She called her son a hero, adding that her son asked, over and over, why the two would have tried to kill him.
“I had no words to console him,” she said.
Jellis’ statement, addressed to the gallery, took on a markedly different tone.
“The person who did this to me is getting exactly what he deserves — here and in prison. I hope he’s read up some books on how to survive,” he said. “If anybody thinks they can do more to me than he did with knives, I’ll see you out in the parking lot.”
He apologized after Thompson asked him to refrain from shouting in the courtroom.
FROM MOTHER TO MOTHER
Vanmatre and his mother also took to the podium, each briefly addressing the court.
“I would first like to say, to court, to all families, that I thank God all three boys walked off the mountain that day,” his mother began. “There are no heroes in this room today.”
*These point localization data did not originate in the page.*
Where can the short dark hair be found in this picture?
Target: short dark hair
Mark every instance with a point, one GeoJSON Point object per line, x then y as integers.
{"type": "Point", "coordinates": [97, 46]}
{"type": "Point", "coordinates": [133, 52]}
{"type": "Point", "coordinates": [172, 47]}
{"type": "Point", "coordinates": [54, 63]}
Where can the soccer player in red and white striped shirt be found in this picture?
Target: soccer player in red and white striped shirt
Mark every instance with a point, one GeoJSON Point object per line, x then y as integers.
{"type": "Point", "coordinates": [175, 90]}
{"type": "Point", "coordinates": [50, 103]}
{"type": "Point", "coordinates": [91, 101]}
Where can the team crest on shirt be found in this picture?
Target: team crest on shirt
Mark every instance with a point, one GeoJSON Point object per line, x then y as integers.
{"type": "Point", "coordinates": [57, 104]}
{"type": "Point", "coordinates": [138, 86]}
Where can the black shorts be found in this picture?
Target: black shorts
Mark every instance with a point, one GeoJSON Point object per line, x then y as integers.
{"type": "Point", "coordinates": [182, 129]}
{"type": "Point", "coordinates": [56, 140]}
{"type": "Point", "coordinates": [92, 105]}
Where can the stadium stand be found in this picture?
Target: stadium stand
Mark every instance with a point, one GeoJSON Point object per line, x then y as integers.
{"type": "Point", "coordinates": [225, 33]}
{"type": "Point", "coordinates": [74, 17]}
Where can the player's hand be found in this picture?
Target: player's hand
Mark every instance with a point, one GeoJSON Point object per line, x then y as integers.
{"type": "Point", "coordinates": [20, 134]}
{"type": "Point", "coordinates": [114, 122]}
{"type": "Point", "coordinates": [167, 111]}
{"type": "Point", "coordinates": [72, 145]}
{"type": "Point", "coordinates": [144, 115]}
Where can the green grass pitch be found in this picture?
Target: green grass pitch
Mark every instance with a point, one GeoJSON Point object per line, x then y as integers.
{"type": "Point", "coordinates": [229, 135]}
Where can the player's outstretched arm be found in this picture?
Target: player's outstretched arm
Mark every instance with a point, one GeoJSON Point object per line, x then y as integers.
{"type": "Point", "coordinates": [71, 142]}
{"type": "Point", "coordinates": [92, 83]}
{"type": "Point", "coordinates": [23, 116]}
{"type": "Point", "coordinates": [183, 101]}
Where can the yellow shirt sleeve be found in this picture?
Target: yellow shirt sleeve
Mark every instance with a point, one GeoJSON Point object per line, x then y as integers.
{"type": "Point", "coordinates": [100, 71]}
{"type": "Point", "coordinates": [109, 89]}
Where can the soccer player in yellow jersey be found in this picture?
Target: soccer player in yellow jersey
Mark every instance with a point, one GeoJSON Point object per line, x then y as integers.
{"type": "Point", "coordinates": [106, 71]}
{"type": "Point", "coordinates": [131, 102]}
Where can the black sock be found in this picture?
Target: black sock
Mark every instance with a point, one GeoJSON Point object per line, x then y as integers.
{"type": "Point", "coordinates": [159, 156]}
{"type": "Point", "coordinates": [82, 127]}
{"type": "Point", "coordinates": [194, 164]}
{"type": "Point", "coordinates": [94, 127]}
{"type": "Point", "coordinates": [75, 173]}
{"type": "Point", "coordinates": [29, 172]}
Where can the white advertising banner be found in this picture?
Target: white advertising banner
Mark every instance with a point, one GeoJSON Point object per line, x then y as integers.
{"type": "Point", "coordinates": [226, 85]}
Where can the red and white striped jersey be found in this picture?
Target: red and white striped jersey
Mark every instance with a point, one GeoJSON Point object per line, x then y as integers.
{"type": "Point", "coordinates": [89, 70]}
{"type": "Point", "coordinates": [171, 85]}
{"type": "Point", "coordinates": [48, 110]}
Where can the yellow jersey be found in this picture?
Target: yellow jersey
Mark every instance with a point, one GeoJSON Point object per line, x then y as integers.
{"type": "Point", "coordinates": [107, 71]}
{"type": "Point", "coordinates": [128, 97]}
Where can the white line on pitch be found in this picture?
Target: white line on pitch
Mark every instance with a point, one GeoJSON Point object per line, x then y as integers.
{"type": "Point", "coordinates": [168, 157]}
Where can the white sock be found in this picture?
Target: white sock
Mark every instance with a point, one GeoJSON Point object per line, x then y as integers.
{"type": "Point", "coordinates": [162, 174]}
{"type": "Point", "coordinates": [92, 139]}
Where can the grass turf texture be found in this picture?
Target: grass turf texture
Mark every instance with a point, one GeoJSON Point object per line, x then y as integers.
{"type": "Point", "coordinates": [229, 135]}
Having known all three of the parties involved, she noted that there was no indication of any resentment between them prior to the incident. She also noted that Vanmatre had never showed any propensity to violence throughout his years in school up to this point, gesturing to the family members who sat in support behind him.
“As a mother, I, too, went home to see a son who had a stab wound and a punctured lung,” she said. “My family, too, has been destroyed by this.”
Vanmatre’s Denver-based defense attorney, Douglas Romero, maintained his argument that the incident stemmed from “a bad acid trip” and was not planned in malice. He asked the court to merge the crimes of violence into one sentence, life without parole, with no additional years of jail time.
“It takes two to tango,” Romero said. “I’m actually really perturbed by the fact that there was no merit, no deference given to Mr. Vanmatre for all that transpired during this case.”
He added that he did not believe the trial had been fair and challenged Franks’ statement that Vanmatre could not be rehabilitated.
As for Vanmatre, he merely gave a brief address, thanking Thompson.
“I would like to appeal this because this is absolutely ridiculous, these stories,” Vanmatre said. “But like I said, I hold nothing against you, and thank you for your time.”
Before he read his sentence, Thompson reminded the court that a sentence should not be a time of celebration for anyone but is a “solemn and dignified” occasion.
To address Jellis’ question of “why”, he concluded: “I suspect there isn’t any answer to that question. Instead, there is only a loss that I have addressed.”